Merci aux Irlandais ! Ils n’ont pas bloqué le prochain développement de l’Europe. Le traité de Nice servira de cadre pour que les dix nouveaux partenaires entrent dans le club des quinze Pères Fondateurs.

Mais la réponse positive des Irlandais ne rend peut-être pas service à la construction politique de notre vieux continent. On peut se demander à juste titre quelles sont les nations et les états qui sont prêts à se rassembler pour ne constituer qu’une seule entité. Les quinze cherchent sans complexe leur propre intérêt et hésitent encore sur l’adoption de toute la règle du jeu. Les dix candidats qui frappent à la porte portent en eux des contradictions entre les gouvernants et les peuples.

Le traité de Nice n’est pas assez précis pour que les nouveaux avancent résolument et la commission présidée par Valery Giscard d’Estaing n’a pas encore rendu sa copie. Quelques mois sont encore nécessaires. Les éléments d’une constitution politiques ne sont pas organisés comme un « tout » cohérent à prendre ou à laisser. Le flou actuel risque de conduire à une pagaille énorme et durable. Idéalement l’inachèvement du projet pourrait permettre que les « demandeurs » participent à l’articulation réussie des vingt-cinq mais, à mon sens, en l’état des choses, l’imprécision trop grande ne favorise ni débat, ni amendement. Elle peut conduire à un cafouillage monstre, source de conflits. L’entassement de pays aux intérêts divers et divergents peut échauffer les rancœurs et compromettre l’avenir.

Il est clair pourtant que les pays de l’Est qui sortent de la domination soviétique et qui sont parfois tentés par un retour à un communisme rassurant ont besoin d’être accueillis assez rapidement pour échapper aux sirènes du passé et prendre un nouvel essor au sein d’une Europe forte et résolue. Tout en mesurant cet enjeu, je suis partisan de temporiser un an ou deux, plutôt que de tomber dans l’irrésolution décevante. S’il faut tout faire pour éviter que les pays situés à l’Est ne se dirigent pas vers la fédération « tsarine » que la Russie prépare, il faut aussi tout faire pour que la proposition des quinze soit claire, généreuse et alléchante.

Il est important de noter que les nations de l’Est et des Balkans se sont culturellement structurées à partir du christianisme. Ces peuples vivent des valeurs et ont des références analogues aux nations de l’Ouest du continent. Nous ne faisons qu’un en pensée, nos distances viennent des vicissitudes de l’Histoire. Il est tentant de réunir en une seule fédération ou confédération (selon !) des populations qui vivent à l’unisson.

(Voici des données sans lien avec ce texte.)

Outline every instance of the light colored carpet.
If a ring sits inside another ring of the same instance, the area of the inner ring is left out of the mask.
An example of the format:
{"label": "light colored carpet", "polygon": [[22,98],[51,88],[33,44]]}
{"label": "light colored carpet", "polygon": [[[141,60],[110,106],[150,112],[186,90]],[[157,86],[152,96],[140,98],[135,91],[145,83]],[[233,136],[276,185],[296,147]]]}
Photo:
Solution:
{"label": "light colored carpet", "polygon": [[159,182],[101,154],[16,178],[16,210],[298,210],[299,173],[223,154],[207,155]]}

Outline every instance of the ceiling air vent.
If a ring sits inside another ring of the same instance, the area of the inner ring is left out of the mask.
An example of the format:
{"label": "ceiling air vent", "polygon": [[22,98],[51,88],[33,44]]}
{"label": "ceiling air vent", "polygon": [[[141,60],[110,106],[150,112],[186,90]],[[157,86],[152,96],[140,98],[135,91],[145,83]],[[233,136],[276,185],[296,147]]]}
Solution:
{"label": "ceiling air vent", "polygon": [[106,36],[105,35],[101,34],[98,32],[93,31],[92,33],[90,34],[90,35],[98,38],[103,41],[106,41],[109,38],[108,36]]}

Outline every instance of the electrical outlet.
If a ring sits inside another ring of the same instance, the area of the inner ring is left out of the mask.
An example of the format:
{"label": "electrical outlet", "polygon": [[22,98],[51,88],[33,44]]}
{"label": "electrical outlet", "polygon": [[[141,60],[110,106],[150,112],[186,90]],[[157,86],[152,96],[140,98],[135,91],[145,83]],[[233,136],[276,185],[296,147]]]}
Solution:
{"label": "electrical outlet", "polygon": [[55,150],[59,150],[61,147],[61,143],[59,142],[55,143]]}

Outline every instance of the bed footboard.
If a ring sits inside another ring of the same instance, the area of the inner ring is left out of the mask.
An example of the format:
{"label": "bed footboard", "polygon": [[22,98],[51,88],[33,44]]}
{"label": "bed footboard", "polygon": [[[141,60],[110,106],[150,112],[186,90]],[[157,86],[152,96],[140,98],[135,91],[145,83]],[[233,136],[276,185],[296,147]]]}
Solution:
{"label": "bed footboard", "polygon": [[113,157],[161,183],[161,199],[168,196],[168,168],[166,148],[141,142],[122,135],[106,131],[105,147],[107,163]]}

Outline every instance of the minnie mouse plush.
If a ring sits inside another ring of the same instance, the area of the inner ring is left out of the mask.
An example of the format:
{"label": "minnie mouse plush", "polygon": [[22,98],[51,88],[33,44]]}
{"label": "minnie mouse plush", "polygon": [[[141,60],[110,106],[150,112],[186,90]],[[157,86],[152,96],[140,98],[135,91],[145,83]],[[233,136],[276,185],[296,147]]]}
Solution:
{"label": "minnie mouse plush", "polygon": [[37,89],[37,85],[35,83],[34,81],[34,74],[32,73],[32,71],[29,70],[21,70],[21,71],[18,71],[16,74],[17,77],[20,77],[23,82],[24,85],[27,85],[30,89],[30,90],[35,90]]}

Le référendum Irlandais nous oblige à chercher des moyens forts et à les mettre en œuvre rapidement pour organiser l’Europe, d’abord des vingt-cinq, puis des vingt sept. Je n’ai pas le sentiment que cela préoccupe beaucoup, chaque jour, les uns et les autres. Il me semble que les discussions franco-françaises mangent nos réflexions actuelles. Il ne faudrait pas perdre de vue l’édification d’une Europe forte et généreuse qui pourrait contribuer efficacement à l’équilibre de la paix dans le monde.